Билли сжался, но время на этот раз не дернулось. Он надавливал на плоть спрута, чтобы почувствовать то, что доведется почувствовать, проводил по нему ладонями, раздвигал его части, легонько нажимал кончиками пальцев на присоски, которые, как прыщи, покрывали щупальца мертвого животного. Оно не могло присосаться к Билли, но благодаря своей форме эти подушечки на миг приклеивались к нему, словно спрут, пусть и мертвый, ухватывал его. Фитч невнятно ухнул и сказал:

— Мне надо… мне надо прочесть…

— Я так не думаю, — возразил Билли, не обернувшись, и надавил сильнее.

«Что же это такое?» — думал он, но никакое знание не входило в него через кончики пальцев, через его собственные десять неполноценных щупалец. Он помотал головой: никакого тактильного гнозиса, никакого понимания. Не было ничего, ничто не объясняло того, что случится, или почему оно случится, или что таится в этом чертовом спруте, —почему именно в этом? Почему именно он возвестит о приходе конца?

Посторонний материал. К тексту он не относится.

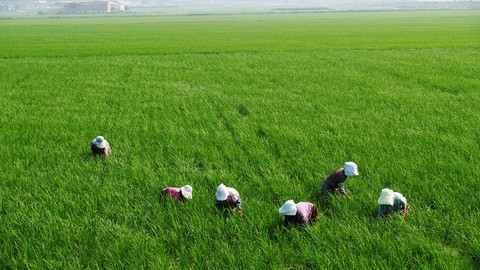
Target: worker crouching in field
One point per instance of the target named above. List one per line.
(182, 194)
(101, 147)
(335, 181)
(227, 198)
(300, 213)
(392, 202)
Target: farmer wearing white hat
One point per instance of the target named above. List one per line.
(184, 193)
(100, 146)
(228, 198)
(300, 213)
(390, 202)
(335, 181)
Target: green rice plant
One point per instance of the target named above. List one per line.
(268, 104)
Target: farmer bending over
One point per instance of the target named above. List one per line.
(101, 147)
(300, 213)
(392, 202)
(228, 198)
(182, 194)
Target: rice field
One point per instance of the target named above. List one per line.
(268, 104)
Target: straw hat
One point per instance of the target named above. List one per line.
(187, 191)
(350, 168)
(288, 209)
(386, 197)
(222, 193)
(100, 142)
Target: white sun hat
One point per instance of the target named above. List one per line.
(350, 168)
(400, 196)
(100, 142)
(386, 197)
(187, 191)
(288, 209)
(222, 193)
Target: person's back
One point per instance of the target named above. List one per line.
(390, 202)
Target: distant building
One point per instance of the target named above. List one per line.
(93, 7)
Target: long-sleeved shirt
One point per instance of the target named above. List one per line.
(233, 199)
(306, 212)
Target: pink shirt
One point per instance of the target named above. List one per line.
(175, 193)
(305, 211)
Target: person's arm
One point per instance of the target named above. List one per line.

Потому что он все-таки возвестит.

— Вряд ли надо быть провидцем, чтобы это понимать, — сказал Билли. — Вскрыв город, вы увидите то же самое. — Он повернулся и держал руки, как хирург в стерильной зоне, потому что с них капал токсичный раствор. — Знаю, все мы надеялись. Это было бы чудесно, верно? — Билли кивнул в сторону Дейна. — Он ради этого восстал из мертвых, знаете? Должно быть, об этом где-то написано. Не говорите, что об этом нет никаких стихов. А потом вы привлекли меня. Мы вдвоем, должно быть, рассеяны по какому-нибудь писанию, точно кровавая сыпь, вот вы и подумали, что это все изменит. — Он стянул перчатки. — Но сами видите. — Он пожал плечами. — Все по-прежнему.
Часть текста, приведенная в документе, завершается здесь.